My grandmother said that. Or would have, if she thought of it.
I think of it every year when I take down the old calendar, transfer the birthdays and other important dates and finally hang up the new one.
It's not easy to face a new calendar with all those shiny white squares waiting to be filled with endless possibilities.
The problem with possibilities, if you haven't noticed, is they can go either way, good or bad.
I'm good at thinking of good ways. I count on them to happen and they do. But I am great at imagining all the bad stuff that could be coming my way.
It's a skill I learned from my mother. She was a glass-mostly-empty kind of person, probably because her glass was mostly empty most of the time.
When I was growing up she would say, "You have to learn to see danger. If you don't see it coming, it can sneak up on you and you'll be really sorry."
I didn't want to see danger. I didn't care if it sneaked up on me. I just wanted to have a good time. That is called being young.
And that is what I did. I stayed young and had a really good time, didn't see danger in much of anything for 20 years or so.
Then I became a mother.
And suddenly, danger was everywhere. Tile floors. Sharp objects. Unsharp objects. Electrical outlets. Moving vehicles. Bathtubs. Shopping carts. Strangers on the street. And, oh, the ever-present, ultra-sneaky danger of germs!
If there was any way on God's Earth to get hurt or sick or flat-out lost, my children could find it. And they did. And they still do. They and their children and my husband and all the people I hold dear.
I don't worry much about myself. I'm too busy worrying about everybody else.
Believe me, I feel lucky to have those people in my life. And not just my family and close friends.
Everyday I hear from readers -- friends I've never met -- who say they've read my stories and feel as if they know me and want to tell me their stories in return.
And what stories they tell -- about the challenges they have faced, the heartaches they have suffered, the joys and triumphs and happiness they have found.
I wish you could read them.
Often, when I speak in places where my column has been read for years, it feels like a family reunion. Except, well, there are no fist fights, usually, and the people are a bit better looking.

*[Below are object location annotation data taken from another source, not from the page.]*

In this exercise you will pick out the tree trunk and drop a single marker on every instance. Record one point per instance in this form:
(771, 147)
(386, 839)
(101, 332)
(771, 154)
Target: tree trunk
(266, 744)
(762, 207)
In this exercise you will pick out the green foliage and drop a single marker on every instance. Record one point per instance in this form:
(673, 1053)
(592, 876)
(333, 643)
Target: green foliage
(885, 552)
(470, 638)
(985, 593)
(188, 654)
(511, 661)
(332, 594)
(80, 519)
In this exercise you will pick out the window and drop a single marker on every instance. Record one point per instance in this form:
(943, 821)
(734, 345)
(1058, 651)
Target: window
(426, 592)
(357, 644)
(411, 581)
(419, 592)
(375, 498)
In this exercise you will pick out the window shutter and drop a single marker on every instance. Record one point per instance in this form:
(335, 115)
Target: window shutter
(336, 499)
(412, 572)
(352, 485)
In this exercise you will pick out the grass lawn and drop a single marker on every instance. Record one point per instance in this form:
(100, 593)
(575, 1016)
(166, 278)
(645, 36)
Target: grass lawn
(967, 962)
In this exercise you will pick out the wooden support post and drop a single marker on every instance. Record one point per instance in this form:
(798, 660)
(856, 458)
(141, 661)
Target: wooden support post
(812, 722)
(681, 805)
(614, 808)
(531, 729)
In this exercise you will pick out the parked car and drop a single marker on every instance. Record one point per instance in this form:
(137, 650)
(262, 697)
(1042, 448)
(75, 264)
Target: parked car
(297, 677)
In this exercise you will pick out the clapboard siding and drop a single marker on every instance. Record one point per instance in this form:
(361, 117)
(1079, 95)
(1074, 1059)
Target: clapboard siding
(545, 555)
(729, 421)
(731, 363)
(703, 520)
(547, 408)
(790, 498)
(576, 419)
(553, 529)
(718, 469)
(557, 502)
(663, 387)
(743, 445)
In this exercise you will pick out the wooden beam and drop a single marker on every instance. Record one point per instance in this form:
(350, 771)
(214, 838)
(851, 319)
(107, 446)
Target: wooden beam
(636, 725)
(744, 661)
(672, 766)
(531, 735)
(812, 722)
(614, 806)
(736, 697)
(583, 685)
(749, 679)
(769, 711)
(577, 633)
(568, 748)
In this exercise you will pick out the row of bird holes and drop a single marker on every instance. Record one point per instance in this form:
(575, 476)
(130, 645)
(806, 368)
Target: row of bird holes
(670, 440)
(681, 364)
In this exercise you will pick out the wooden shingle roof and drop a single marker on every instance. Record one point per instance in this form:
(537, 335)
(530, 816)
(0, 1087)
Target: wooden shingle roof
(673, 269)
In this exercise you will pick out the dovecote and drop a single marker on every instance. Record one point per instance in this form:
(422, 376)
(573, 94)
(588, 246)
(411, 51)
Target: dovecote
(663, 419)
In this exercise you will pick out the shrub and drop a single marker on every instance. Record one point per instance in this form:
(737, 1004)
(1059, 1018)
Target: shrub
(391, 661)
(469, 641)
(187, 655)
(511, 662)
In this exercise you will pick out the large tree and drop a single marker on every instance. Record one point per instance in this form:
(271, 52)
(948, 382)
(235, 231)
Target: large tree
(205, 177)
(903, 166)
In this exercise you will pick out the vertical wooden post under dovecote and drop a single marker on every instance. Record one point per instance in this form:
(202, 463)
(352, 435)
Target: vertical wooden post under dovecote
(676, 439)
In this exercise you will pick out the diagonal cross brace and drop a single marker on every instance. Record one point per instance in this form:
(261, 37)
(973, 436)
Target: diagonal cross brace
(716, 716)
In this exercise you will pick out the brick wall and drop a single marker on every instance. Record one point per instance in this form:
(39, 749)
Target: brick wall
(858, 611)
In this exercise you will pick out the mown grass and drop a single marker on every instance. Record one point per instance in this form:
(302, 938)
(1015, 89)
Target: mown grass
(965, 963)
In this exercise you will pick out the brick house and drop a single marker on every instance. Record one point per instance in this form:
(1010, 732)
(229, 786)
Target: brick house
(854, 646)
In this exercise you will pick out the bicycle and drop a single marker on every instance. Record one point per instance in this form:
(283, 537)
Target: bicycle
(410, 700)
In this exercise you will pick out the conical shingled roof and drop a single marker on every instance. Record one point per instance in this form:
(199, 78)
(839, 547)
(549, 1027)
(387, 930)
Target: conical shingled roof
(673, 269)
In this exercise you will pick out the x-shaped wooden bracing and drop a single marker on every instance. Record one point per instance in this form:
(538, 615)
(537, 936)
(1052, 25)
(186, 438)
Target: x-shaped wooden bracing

Hearing each other's stories gives us a perspective to realize several things: First, we are not alone; second, we're a lot better off than some folks; and third, in the things we care most about -- the matters of the heart -- we are far more alike than different.
Staring at all those empty squares, wondering what the new year will hold, I begin by looking back. I flip through the dog-eared, ink-smudged pages of last year's calendar to review all the things I did, places I went, people I spent time with.
I relive each celebration, the births and anniversaries and weddings and vacations.
I recall the uncertainties, the checkups and procedures, the endless waiting for test results, and the great, blessed relief when fears turned into joy.
I give thanks, one by one, for family and friends and the friends I've never met; for an old year that was filled, like all the others, with far more joy than heartache; and finally, for the priceless gift of a new year and its endless possibilities.